Thursday 24 March 2011

Tories Feed The Future On Starvation Rations

At the risk of sounding like Witney Houston, the future of Wales and the rest of the UK can be found in school, Sixth Form, FE and University classrooms up and down the country.  Nurturing talent is a long process and needs time, patience and, above all else, proper resources if it is to flourish.  Occasionally a green shoot can be spotted in a desert, but most of the time anything that grows needs the right environment if it is to reach its full potential.

Thirty years ago, Britain suffered from an extraordinary attack.  Before the Argentinian Junta even contemplated invading the Falklands, young British people were pounded mercilessly by vicious public spending cuts that damaged their primary and secondary education, closed their colleges and decimated their higher education funding.  The result of this was the biggest waste of a generations talent ever seen in this country.  Margaret Thatcher built a boom on sand, with financial traders and merchant bankers enjoying a champagne lifestyle.  At the same time, our engineers, IT innovators and inventors had to either look elsewhere for work or cope with research and development budgets slashed to ribbons.  The result of this was that innovative British companies like Acorn were starved of funding then subsequently dwarfed and swallowed up by giants such as IBM.  Fast forward to today and we face the same situation again.  Either David Cameron is determined to take up Thatcher's unfinished business, or it is an act of class warfare by the Old Etonians, trying to prevent as many working class children from getting on as possible.

As our focus shifts once more from domestic policy to military action in the Middle East, we are reminded that, whatever one may think of Tony Blair's intervention in Iraq, we can also remember that he presided over the largest increase in University places on record.  Comprehensively educated young people at last had a real chance of going on to earn a degree rather than find themselves at the back of a queue made up predominantly of privately educated pupils.  One of the reasons the staying on rate increased so dramatically was EMA, the Educational Maintenance Allowance.  No longer did young people have to give up their hopes and aspirations in order to bring a few vital extra pounds into the household.  At last, they could afford to study safe in the knowledge that were able to afford their bus fares, lunches and stationary.

Now EMA is to be no more.  This ConDem government clearly believes that 16 to 18 year olds are to blame for the country's economic ills and have punished them by removing their meagre allowance.  As for those University students, they are even more to blame - triple their fees and make sure they finish their degree £45,000 in debt.

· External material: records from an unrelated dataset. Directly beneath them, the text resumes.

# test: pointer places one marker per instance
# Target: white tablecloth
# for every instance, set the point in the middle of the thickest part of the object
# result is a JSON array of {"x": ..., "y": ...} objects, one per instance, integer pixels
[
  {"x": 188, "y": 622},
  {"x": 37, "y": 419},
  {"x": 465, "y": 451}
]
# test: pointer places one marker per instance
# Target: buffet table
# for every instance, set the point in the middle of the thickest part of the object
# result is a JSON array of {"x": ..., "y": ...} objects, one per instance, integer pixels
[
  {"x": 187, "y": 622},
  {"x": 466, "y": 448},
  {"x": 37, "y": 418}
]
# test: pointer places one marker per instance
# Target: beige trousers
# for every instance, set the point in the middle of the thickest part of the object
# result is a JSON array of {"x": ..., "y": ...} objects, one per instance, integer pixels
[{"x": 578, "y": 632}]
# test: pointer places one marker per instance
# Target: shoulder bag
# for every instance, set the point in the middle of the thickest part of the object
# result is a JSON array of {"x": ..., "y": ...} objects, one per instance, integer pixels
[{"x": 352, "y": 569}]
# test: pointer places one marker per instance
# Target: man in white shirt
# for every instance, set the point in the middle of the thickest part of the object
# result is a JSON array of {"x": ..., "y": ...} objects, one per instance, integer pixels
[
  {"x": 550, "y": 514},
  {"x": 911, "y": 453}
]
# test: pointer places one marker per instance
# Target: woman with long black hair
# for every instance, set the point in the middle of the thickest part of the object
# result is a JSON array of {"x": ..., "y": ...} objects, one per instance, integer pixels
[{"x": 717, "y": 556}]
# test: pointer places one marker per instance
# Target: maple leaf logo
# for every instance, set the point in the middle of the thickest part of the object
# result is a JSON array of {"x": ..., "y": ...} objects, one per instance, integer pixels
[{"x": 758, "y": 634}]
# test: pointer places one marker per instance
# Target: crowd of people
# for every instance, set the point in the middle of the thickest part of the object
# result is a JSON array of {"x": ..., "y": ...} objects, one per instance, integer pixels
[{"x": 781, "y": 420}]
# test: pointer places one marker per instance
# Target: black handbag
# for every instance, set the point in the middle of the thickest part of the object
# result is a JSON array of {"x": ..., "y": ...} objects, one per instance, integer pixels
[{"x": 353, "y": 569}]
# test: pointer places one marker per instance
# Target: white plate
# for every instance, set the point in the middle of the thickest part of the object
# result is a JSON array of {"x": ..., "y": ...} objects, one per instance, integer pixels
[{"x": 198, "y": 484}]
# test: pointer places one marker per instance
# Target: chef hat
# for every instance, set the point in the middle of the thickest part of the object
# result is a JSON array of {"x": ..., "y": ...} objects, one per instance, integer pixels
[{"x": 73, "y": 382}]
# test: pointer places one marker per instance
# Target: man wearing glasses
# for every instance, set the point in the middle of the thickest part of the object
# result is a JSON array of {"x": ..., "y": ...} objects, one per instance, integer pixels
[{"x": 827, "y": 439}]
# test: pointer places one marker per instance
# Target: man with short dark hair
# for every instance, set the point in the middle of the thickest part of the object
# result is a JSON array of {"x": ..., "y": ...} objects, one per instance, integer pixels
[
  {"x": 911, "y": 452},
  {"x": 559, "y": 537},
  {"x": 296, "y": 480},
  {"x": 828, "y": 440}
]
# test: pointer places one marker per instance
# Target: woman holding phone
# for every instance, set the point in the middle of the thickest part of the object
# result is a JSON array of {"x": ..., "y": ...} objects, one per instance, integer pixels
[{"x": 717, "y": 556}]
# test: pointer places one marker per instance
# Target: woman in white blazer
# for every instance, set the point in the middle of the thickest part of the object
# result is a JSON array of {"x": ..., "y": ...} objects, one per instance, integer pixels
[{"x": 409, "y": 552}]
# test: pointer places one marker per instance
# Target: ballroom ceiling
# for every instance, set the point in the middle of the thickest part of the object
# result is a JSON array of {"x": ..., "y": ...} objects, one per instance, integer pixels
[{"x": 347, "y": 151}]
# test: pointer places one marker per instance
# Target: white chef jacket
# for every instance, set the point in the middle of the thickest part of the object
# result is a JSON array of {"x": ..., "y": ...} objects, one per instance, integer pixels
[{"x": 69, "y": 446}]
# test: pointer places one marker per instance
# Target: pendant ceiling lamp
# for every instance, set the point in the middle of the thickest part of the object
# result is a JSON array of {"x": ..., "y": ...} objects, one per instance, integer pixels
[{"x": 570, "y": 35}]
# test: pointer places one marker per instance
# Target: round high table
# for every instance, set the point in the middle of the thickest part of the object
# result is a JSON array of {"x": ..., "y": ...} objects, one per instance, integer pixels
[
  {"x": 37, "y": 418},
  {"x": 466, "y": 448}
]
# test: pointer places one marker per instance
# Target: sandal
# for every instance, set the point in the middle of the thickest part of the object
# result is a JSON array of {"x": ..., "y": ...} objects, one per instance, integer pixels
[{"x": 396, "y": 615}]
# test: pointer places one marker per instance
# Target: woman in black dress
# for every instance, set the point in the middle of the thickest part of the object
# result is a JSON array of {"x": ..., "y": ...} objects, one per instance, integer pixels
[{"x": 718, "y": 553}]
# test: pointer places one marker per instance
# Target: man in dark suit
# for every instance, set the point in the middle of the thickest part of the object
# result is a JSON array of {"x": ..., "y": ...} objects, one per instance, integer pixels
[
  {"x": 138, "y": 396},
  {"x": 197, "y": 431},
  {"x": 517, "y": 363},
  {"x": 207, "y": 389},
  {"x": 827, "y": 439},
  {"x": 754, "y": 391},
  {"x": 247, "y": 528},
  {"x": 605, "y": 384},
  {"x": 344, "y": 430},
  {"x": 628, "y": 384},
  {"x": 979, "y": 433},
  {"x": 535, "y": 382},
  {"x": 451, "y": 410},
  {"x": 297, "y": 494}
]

Naturally, Monmouth's M.P. David Davies is more than happy about this.  He has stated, on at least two occasions, that too many people are going to University, insinuating that current students study 'Mickey Mouse' courses and having an 'easy life'.  If such ignorant and misleading remarks are typical of Monmouth's Conservatives, no wonder voters are moving away from them in their droves.

Of course students do not have an easy life and it is incredibly crass and out of touch to suggest otherwise.  University life is different now.  Modern students are acutely aware of the need to compete in the job market and are far more switched on about life than students of previous eras.  That is why pass rates have soared and drop-out rates have fallen in recent years.  Students know what is important for them.  They need bone headed remarks like those of Mr Davies like they need - well, like they need a £45,000 debt.

Going back to my Witney-esque thoughts at the beginning, I will admit to being slightly confused about one thing.  We are constantly told that Bankers bonuses are justified because if they were not paid them, they would go off and work elsewhere.  But surely, if we want the best young brains to work in this country, the same logic should apply?  Obviously not.  The best Dentists, Chemists, Writers, Designers, Planners and Economists will all have to pay more and more rather than enjoy fat cat rewards.  Perhaps the logic is that, by the time they graduate, they will barely be able to afford a tank of petrol, let alone a ticket to leave the country.